Zurück zu den Songs. Qualitativ bleibt Yngwie auf recht konstantem Niveau, wie viel das ist wird jeder für sich selbst entscheiden müssen. Fans von intensiven Sololäufen und verspieltem Gitarreneinsatz kommen mit „Perpetual Flame“ absolut auf ihre Kosten, dafür sorgen schon allein die „rei Instrumentalstücke, allen voran „Caprici di Diablo“, man meint fast den Geruch von Yngwies rauchenden Fingern in der Nase zu haben. „Lament“ hingegen tanzt etwas aus der Reihe, das Lied kriecht wie in Slow Motion aus dem Lautsprecher, aber natürlich werkeln auch bei diesem langsamen Grundtempo unablässig Yngwies flinke Finger an seiner Fender herum.
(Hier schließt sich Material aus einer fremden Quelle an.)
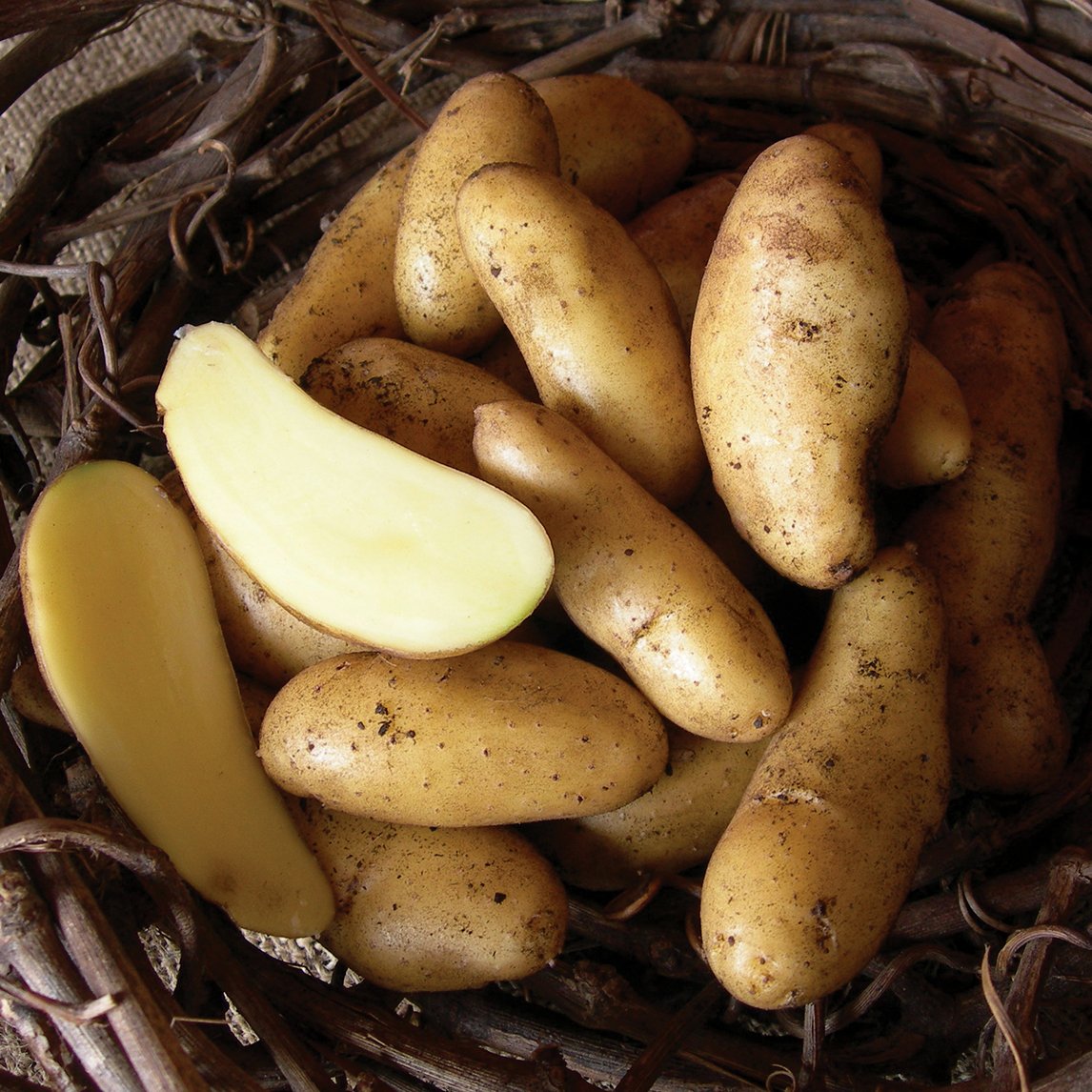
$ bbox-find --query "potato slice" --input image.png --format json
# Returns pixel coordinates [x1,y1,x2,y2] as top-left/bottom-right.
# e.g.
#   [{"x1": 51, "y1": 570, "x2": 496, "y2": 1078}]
[
  {"x1": 20, "y1": 461, "x2": 334, "y2": 936},
  {"x1": 157, "y1": 323, "x2": 554, "y2": 657}
]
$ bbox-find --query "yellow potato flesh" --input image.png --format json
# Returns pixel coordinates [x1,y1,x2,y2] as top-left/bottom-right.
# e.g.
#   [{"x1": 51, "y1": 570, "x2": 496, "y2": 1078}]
[
  {"x1": 21, "y1": 461, "x2": 334, "y2": 936},
  {"x1": 157, "y1": 323, "x2": 554, "y2": 657}
]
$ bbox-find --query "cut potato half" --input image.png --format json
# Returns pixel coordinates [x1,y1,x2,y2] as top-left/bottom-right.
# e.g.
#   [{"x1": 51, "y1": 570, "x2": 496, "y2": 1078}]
[
  {"x1": 156, "y1": 323, "x2": 554, "y2": 657},
  {"x1": 20, "y1": 459, "x2": 334, "y2": 936}
]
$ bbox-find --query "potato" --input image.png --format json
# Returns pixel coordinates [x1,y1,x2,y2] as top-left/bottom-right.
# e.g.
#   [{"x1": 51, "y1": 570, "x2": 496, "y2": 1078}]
[
  {"x1": 691, "y1": 135, "x2": 910, "y2": 589},
  {"x1": 257, "y1": 143, "x2": 418, "y2": 379},
  {"x1": 803, "y1": 121, "x2": 883, "y2": 201},
  {"x1": 299, "y1": 337, "x2": 518, "y2": 474},
  {"x1": 526, "y1": 725, "x2": 768, "y2": 891},
  {"x1": 160, "y1": 471, "x2": 362, "y2": 688},
  {"x1": 532, "y1": 72, "x2": 696, "y2": 220},
  {"x1": 20, "y1": 459, "x2": 334, "y2": 936},
  {"x1": 301, "y1": 802, "x2": 568, "y2": 993},
  {"x1": 903, "y1": 262, "x2": 1069, "y2": 794},
  {"x1": 876, "y1": 337, "x2": 972, "y2": 489},
  {"x1": 455, "y1": 164, "x2": 705, "y2": 506},
  {"x1": 394, "y1": 72, "x2": 558, "y2": 356},
  {"x1": 626, "y1": 173, "x2": 736, "y2": 337},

Auch Hörer, die sich nicht zu den bedingungslosen Anhänger der Vais, Van Halens oder eben Malmsteens zählen könnten an diesem Album Freude finden, sofern der klassisch angehauchte Metal, der sich gleichmäßig beim Heavy und beim Power bedient, keine abschreckende Wirkung auf den Gaumen, Pardon, das Trommelfell hat. Abgesehen von „Death Dealer“, das mich nicht wirklich hinter dem Kamin hervor locken kann, ist besonders „Red Devil“ ein richtig erdiger Gassenhauer geworden, die Chemie zwischen Ripper Owens Gesang und Malmsteens Virtuosität stimmt hier besonders. Die anderen Stücke sind da schon etwas epischer, sowohl Yngwies Spiel als auch Rippers Gesang sind von deutlich mehr Pathos geschwängert. Auch diese Mischung geht zwar auf, wirkt aber einfach nicht so erfrischend wie ein „Red Devil“ oder das ebenfalls interessante „Live to fight (Another Day)“.

Zeit um „Perpetual Flame“ den finalen Wertungsstempel aufzudrücken und wieder auf die Eingangsfrage einzugehen. Nein, „Perpetual Flame“ ist, vom Cover mal abgesehen, kein Fall für den Verbraucherschutz geworden, stellt für mich aber auch keinen wirklichen Meilenstein der Musikgeschichte dar. Yngwie Malmsteen wird seinen Platz in der Reihe der besten Gitarristen definitiv behalten dürfen, aber für einen hervorragenden Song und ein herausragendes Album braucht es immer noch etwas mehr, als schnelles Gitarrenspiel. Dieses letzte Fünkchen Songwriting und Originalität fehlt mir beim diesem Experiment der RISING FORCE, deshalb gibt es von mir „nur“ ein „Gut“.